# Circumference of a Circle

## Circumference Calculator

The following calculator finds the circumference based on the radius of a circle. The π value being used in rounded to 3.14. Type the value in the radius field and press the '»' button.

 radius: circumference:

The smallest distance around the circle is called circumference and it can be calculated if the radius is known. The popular equation requires the diameter to be known, which in turn in always double the radius. Therefore the calculation is always an equation with one unknown: circumference = 2 * π * radius
π = 3.14

## Calculation Background

Solving the mathematical equation is usually the solution to most of the problems faced by the math students. However in the real life other practical methods exist to find the circumference of a circle. Imagine finding yourself in the need of calculating the circumference of a circular ring. Obviously it would be difficult to find the exact radius or diameter of such and object. In this case the simple solution is to make a mark on the ring and place it so that the mark touches the floor. Then we place another mark on the floor in the exact place where we have the mark on the ring. Next it is enough to roll the ring to the point when in makes the full revolution and the mark ends directly on the floor again. We make another mark in that place on the floor. Now we can simply calculate the distance between the two marks on the floor using simple tape measure. This distance will be equal to the circumference of the given ring. Rolling the ring we have to make sure the ring does not slide as this would falsify the result of the measurement.

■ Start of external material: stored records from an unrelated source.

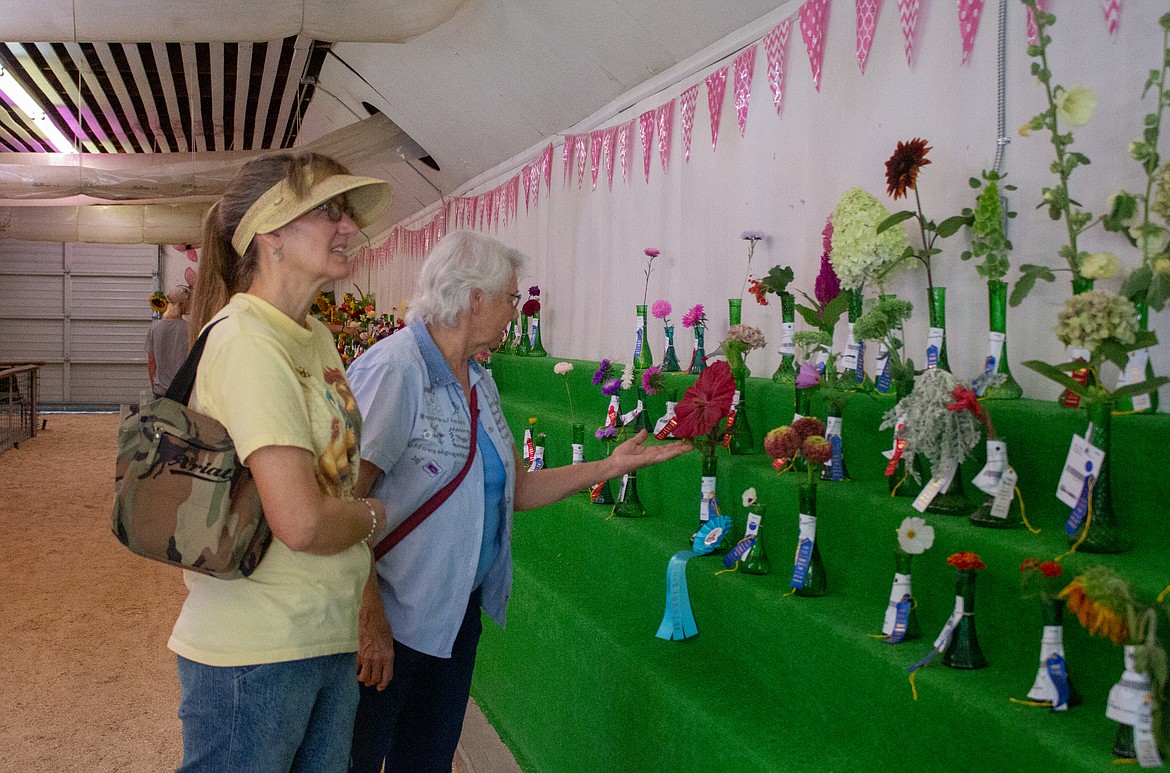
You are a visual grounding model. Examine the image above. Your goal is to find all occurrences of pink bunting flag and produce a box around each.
[575,135,589,189]
[562,136,576,188]
[656,100,675,174]
[1101,0,1120,35]
[511,176,520,221]
[705,67,728,154]
[638,110,656,183]
[521,165,532,212]
[542,144,553,193]
[493,185,503,231]
[589,129,604,190]
[898,0,920,67]
[733,46,756,137]
[618,121,632,182]
[856,0,881,74]
[799,0,830,92]
[764,19,792,117]
[603,126,617,189]
[957,0,984,65]
[679,84,700,162]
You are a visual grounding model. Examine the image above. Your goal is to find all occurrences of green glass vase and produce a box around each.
[820,404,850,482]
[1114,300,1159,414]
[697,443,718,531]
[791,386,812,473]
[739,503,770,575]
[924,459,970,516]
[528,310,547,357]
[727,370,753,455]
[792,481,826,597]
[941,569,987,669]
[612,467,647,517]
[571,423,586,466]
[590,443,616,505]
[887,374,925,498]
[634,304,653,370]
[843,288,872,390]
[1025,597,1082,708]
[688,326,707,374]
[1067,400,1130,553]
[969,439,1022,528]
[661,325,681,372]
[516,314,532,357]
[925,285,950,372]
[728,297,742,327]
[882,550,921,641]
[981,280,1022,399]
[772,291,797,383]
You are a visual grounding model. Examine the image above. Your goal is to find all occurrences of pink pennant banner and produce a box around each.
[639,110,656,183]
[764,19,793,117]
[590,129,604,189]
[733,46,756,137]
[799,0,830,92]
[705,67,728,154]
[1101,0,1120,35]
[562,136,576,188]
[856,0,880,74]
[575,135,589,188]
[541,144,553,193]
[957,0,984,65]
[603,126,617,189]
[679,84,700,162]
[898,0,920,67]
[656,100,675,174]
[618,121,632,182]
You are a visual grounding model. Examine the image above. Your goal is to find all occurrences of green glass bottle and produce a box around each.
[516,314,532,356]
[882,550,921,641]
[820,404,850,481]
[842,288,872,390]
[697,443,718,531]
[924,459,970,516]
[941,569,988,669]
[726,372,753,455]
[728,297,742,326]
[1067,400,1130,553]
[688,326,707,374]
[925,286,950,372]
[772,291,797,383]
[634,304,653,369]
[739,503,770,575]
[612,468,647,517]
[791,386,811,473]
[528,310,547,357]
[661,325,681,372]
[590,442,616,505]
[792,482,826,597]
[981,279,1022,399]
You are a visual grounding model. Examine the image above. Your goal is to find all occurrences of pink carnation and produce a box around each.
[651,299,672,320]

There are plenty of real life situations when this sort of calculation comes handy. The simple example is how you could figure out how much wrapping paper is needed to wrap some circular object: a bottle, a rolled slipping bag. Or how long of a ribbon you need to put around a football. Understanding the principle of calculating the circumference of a circle is crucial to comprehend how speedometers work, whether it is in a car or in a bicycle. If you are a little bit of a handyman you might in the past mounted a speedometer on your bike. You may remember that it is always necessary to make a basic setup so that the device shows the speed correctly. Usually except from attaching the device to the crossbar it is required to select the size of the bike’s wheel. This size is typically indicated on the tire itself in some sort of standardized notation. This notation obviously carries the huge significance to the digital meter as it will be used to calculate what is the distance the bike covers with one wheel revolution. The sensor on the crossbar detect every full revolution and send in to the meter that additionally keeps time. Knowing the distance that has been covered and the time it took the meter calculates the speed using the simple equation: speed = distance / time. If we take the distance in miles and time in hours we will get the speed in MPH.

An interesting observation is that if the diameter of a circle is equal 1, its circumference is exactly the π value, namely 3.14.

Let’s have a look at several examples of the formula application. The following two simple exercises put the theory in the practical use and hopefully will help to clear any uncertainty that you still may have.

### Exercise 1: Calculate the circumference of a circle with a radius of 4 inch.

Solution: Using the standard equation the circumference is calculated in the following manner:

circumference = 2 * π * radius

Let’s replace the variables with the values:

radius = 4
π = 3.14 (the value has been approximated to two decimal digits)
circumference = 2 * 3.14 * 4
circumference = 25.12 inch

Therefore using the usual equation we have calculated the result of the exercise to be 25.12 inches. Obviously the result is always in the same units as the radius is given; the radius has been given in inches so the result is expressed in inches as well. If the radius was expressed in meters the result will be in meters and so on. ### Exercise 2: The circumference of a circle equals 10 meters. How long is the diameter of that circle?

Solution: Solving this exercise requires to turn the equation around as the circumference is the known factor while the diameter is the unknown we need to find. As it has been said before the diameter is double the length the radius. Therefore we will use the following two equations to solve the exercise:

circumference = 2 * π * radius
diameter = 2 * radius

We can see that both equations contains 2 * radius. Therefore using the fact that 2 * radius equals the diameter from the second equation we can substitute that part in the first equation to achieve:

circumference = π * diameter

Because it is the diameter we are searching for we need to transform the equation to:

diameter = circumference ÷ π

Let’s replace the variable with the known values:

diameter = 10 ÷ 3.14
diameter = 3.18 m (approximated to 2 decimal places) Transforming the original equation we calculated that the diameter of the circle with circumference of 10 meters is 3.18 meters. Obviously knowing that we can easily find the radius of that circle as it is exactly a half of its diameter: 1.59 meters.

As you can see from the given examples calculating circumference of a circle is a pretty simple task as it requires only a straightforward multiplication. The only uncertainty may arise with regards to the π value, as not being able to use the exact value we always have to use some sort of its approximation. However in most of the appliances rounding the value to 3.14 is sufficient.